Cette histoire se passe il y a très longtemps, avant la guerre, peut-être même avant la guerre de 14-18.

A cette époque la pastèque était une loterie ; non, la pastèque c’est un fruit, je sais, mais c’était une loterie parce qu’on ne savait jamais de l’extérieur si elle était bonne ou mauvaise…

Tu pouvais acheter une très belle pastèque et puis, après la première bouchée la jeter à la poubelle parce qu’elle avait le goût du faâkous. Le faâkous c’est un concombre.

Mais je ne vais pas te faire tout un roman avec la pastèque…sauf que, après la guerre (celle de 1939-45) il nous est arrivé en Tunisie des graines de pastèques dites américaines. A partir de ce moment, elles ont été toutes bonnes. D’un côté c’était plus facile à acheter, d’un autre, on était privé de cette toute petite légère appréhension avant de plonger le couteau dedans.

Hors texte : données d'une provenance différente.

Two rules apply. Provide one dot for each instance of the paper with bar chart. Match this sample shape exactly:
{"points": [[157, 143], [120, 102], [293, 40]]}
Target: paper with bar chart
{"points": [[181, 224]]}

Tu vois la grande différence entre ton nonno et toi, c’est juste que j’ai connu l’époque où on ne connaissait pas le goût de la pastèque avant de l’avoir éventrée.

Bref, ils ont mangé le couscous au poisson, et puis la pastèque par-dessus, et puis, après sans doute le café qui était cuit tasse après tasse dans un minuscule récipient en aluminium à manche long dans lequel on place une farine de café du sucre et de l’eau. Puis on plaçait la tenèkè (c’est le nom de la toute petite casserole à une tasse) sur le kanoun.

Je ne vais pas te dire ce que c’est que le kanoun ; tu n’as qu’à regarder dans le dictionnaire ; et puis si tu m’interromps tout le temps, je ne finirai jamais mon histoire.

D’accord.

Le kanoun est une poterie ronde dans laquelle on fait du feu de charbon de bois. Il est tout rouge avec dans le bas, des trous pour l’aération.

Ah oui ! le secret avec la tenèkè, c’est qu’il faut la surveiller et la retirer du kanoun juste avant que l’eau en ébullition déborde. Après, c’est tout simple : tu renverses dans la petite tasse et tu jettes une goutte d’eau froide pour précipiter le marc de café au fond. Sinon, tu manges le café au lieu de le boire. Tu comprends ?

Et puis, quand ils ont bu le café, ils ont parlé de choses et d’autres, comme les gens faisaient autrefois en Tunisie, en prenant garde de ne pas se contredire : Ce n’est pas poli.

Si tu dis à quelqu’un en le regardant en face, qu’il a tort, qu’il se trompe qu’il dit des sottises, tu lui fais honte, et tu le mets dans l’embarras devant tout le monde.

Ma tante me disait : « Il n’y a pas plus grand péché que de faire rougir quelqu’un ! »

Et au bout d’un moment, la conversation est un peu tombée ; et l’un d’eux a dit en soupirant : « Eh oui…. »

Il faut que tu saches, Noam, quand ton hôte (celui qui t’invite) dit : « eh oui…»en soupirant, tu dois comprendre que c’est le moment de remercier et de partir.

Alors l’homme qui était bien élevé a dit « Eh oui, » en soupirant à son tour et il a remercié pour la soirée, et il a félicité son hôte d’avoir une femme qui faisait si bien la cuisine, et d’avoir de si beaux enfants, que Dieu les bénisse et leur écarte le mauvais œil.

Et il s’est levé, et il a enfilé ses babouches, et il est mort.

Les scorpions aiment bien la chaleur et le soi, quand le soleil s’est couché, un petit scorpion , un tout petit scorpion s’était réfugié à l’abri d’une babouche tiède.

Et bien, Noam, tu ne me croiras pas si je te dis que depuis que mon père m’a raconté cette histoire, je regarde toujours dans mes souliers avant de les chausser.

Et je te conseille d’en faire autant.